Posted: Sat Nov 26, 2011 11:14 pm
by Nat
Well, bless her heart. I disagreed fundamentally about a few of her remarks on the Caruso recordings (her dismissal of the 1904 "una furtive lagrima" missed the point altogether; as John Steane appreciated, he was singing in an older style probably very appropriate to the music, "holding the moment")- but her book was very valuable, and i refer to her pitching of the Caruso records very often.

Thanks for the information. And I met Martinelli at about the same time the picture was taken (I presume, by his looks) when he was in Seattle.

Re: What happened to (critic, discographer) Aida Favia-Artsay?

Posted: Sat Nov 26, 2011 11:22 pm
by Wolfe
Nat wrote:Well, bless her heart. I disagreed fundamentally about a few of her remarks on the Caruso recordings (her dismissal of the 1904 "una furtive lagrima" missed the point altogether; as John Steane appreciated, he was singing in an older style probably very appropriate to the music, "holding the moment")- but her book was very valuable, and i refer to her pitching of the Caruso records very often.

Thanks for the information. And I met Martinelli at about the same time the picture was taken (I presume, by his looks) when he was in Seattle.
1967? Seattle Opera House?

I wasn't there, but that's amazing if you were.

Re: What happened to (critic, discographer) Aida Favia-Artsay?
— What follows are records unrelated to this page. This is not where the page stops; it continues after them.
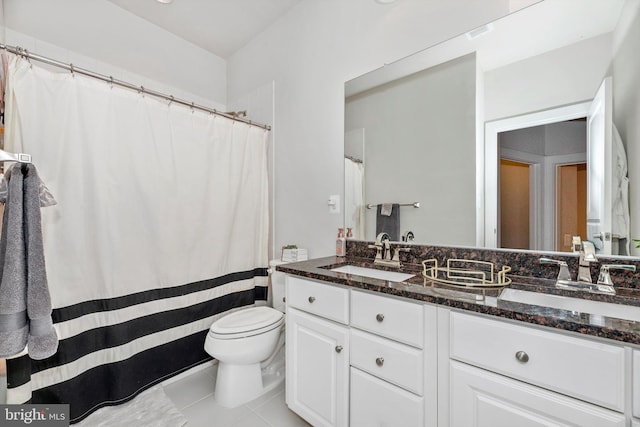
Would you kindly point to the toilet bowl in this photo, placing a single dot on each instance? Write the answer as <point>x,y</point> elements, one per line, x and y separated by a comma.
<point>249,347</point>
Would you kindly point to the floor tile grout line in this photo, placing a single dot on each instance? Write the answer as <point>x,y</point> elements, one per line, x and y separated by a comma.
<point>195,401</point>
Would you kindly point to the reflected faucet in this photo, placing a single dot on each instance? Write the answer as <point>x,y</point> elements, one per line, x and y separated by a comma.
<point>587,256</point>
<point>383,251</point>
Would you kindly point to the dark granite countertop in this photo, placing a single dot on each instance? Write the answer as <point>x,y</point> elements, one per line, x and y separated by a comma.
<point>482,301</point>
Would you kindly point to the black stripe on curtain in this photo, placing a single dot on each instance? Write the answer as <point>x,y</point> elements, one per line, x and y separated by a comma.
<point>122,380</point>
<point>87,307</point>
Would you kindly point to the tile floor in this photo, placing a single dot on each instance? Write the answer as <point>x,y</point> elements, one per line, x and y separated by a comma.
<point>193,396</point>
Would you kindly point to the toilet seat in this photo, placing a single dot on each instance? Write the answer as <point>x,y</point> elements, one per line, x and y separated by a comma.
<point>246,322</point>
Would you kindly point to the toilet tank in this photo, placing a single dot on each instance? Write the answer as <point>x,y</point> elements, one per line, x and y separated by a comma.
<point>277,285</point>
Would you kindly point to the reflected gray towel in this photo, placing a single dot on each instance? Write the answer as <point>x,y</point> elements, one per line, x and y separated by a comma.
<point>25,303</point>
<point>389,224</point>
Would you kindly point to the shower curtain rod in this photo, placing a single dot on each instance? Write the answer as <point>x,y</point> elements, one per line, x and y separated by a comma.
<point>109,79</point>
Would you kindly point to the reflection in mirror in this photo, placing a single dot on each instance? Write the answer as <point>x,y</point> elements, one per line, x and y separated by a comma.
<point>422,123</point>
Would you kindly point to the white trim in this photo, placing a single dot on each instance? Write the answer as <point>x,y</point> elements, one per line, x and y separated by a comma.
<point>492,129</point>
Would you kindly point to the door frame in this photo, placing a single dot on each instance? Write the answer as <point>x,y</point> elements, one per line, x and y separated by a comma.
<point>492,158</point>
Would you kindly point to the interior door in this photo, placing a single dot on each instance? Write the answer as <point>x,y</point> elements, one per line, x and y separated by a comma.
<point>600,167</point>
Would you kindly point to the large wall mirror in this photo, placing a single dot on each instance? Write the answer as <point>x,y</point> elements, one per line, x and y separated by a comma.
<point>520,134</point>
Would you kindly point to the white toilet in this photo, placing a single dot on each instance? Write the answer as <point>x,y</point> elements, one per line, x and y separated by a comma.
<point>249,347</point>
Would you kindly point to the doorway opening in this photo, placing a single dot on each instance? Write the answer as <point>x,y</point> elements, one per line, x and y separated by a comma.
<point>514,204</point>
<point>571,202</point>
<point>542,197</point>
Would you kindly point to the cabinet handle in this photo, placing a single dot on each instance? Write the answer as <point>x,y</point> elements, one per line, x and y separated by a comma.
<point>522,356</point>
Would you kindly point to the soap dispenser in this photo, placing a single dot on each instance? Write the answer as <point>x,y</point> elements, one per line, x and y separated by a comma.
<point>341,243</point>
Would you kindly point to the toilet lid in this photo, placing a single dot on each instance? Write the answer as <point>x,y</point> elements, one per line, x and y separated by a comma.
<point>247,320</point>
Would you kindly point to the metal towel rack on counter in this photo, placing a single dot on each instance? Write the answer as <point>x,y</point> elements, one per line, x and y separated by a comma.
<point>414,204</point>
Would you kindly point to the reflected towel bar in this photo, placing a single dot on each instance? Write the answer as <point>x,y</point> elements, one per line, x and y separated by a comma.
<point>414,204</point>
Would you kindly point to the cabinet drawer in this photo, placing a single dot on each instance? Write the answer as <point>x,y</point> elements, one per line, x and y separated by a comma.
<point>325,300</point>
<point>636,383</point>
<point>578,367</point>
<point>481,398</point>
<point>390,317</point>
<point>394,362</point>
<point>377,403</point>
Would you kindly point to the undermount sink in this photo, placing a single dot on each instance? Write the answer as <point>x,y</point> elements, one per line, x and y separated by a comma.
<point>392,276</point>
<point>618,311</point>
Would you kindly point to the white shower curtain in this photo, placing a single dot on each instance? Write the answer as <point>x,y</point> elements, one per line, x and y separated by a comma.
<point>354,197</point>
<point>160,209</point>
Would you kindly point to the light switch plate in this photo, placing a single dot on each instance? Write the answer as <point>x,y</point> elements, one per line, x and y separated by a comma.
<point>334,203</point>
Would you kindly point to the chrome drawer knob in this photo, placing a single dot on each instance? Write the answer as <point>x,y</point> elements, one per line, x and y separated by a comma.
<point>522,356</point>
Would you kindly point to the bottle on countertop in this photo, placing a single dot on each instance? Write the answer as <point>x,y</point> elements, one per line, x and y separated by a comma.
<point>341,243</point>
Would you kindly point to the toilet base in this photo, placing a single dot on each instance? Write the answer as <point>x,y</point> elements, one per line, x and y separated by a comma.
<point>239,384</point>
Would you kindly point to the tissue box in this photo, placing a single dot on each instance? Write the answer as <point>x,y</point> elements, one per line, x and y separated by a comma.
<point>293,255</point>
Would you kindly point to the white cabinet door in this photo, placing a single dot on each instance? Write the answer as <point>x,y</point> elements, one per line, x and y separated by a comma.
<point>317,372</point>
<point>636,383</point>
<point>484,399</point>
<point>375,402</point>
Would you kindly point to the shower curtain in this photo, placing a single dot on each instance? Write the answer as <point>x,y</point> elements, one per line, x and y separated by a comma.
<point>354,197</point>
<point>161,226</point>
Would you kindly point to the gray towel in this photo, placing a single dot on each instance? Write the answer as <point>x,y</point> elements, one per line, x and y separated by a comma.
<point>25,303</point>
<point>389,224</point>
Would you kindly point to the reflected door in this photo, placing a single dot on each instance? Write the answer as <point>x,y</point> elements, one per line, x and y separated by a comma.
<point>514,204</point>
<point>571,215</point>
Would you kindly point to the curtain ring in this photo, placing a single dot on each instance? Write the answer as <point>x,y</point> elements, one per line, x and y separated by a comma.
<point>27,57</point>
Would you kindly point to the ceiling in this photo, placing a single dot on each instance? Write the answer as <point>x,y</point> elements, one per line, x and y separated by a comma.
<point>219,26</point>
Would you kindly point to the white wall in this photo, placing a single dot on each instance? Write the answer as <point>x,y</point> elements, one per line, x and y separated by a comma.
<point>563,76</point>
<point>626,103</point>
<point>102,37</point>
<point>310,53</point>
<point>405,122</point>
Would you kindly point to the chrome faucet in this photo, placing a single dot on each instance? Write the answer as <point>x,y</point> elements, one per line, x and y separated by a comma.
<point>587,256</point>
<point>383,251</point>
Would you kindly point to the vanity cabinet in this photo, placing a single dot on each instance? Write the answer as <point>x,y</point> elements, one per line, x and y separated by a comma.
<point>504,374</point>
<point>483,398</point>
<point>317,352</point>
<point>387,376</point>
<point>359,359</point>
<point>636,385</point>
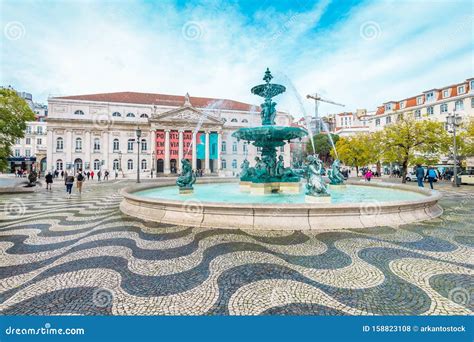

Posted: Tue Nov 29, 2011 12:52 am
by Nat
I was there - and it was amazing. I'd heard a lot of his records of course - and he still sounded like Martinelli. He did a lecture the day before where he talked about the dying art of declamation, and declaimed a good deal of the death of Otello and the "Esultate" for us. And that sounded recognizably like the old voice, too. I am so grateful to have been there, and will remember it till I die. So here I am, in 2011, having heard a tenor who same at the Met when Caruso was alive; and what a tenor!

Re: What happened to (critic, discographer) Aida Favia-Artsay?

Posted: Tue Nov 29, 2011 12:31 pm
by Wolfe
Neato.

There weren't many of the 'old guard' still performing by then, so that was an opportunity well taken.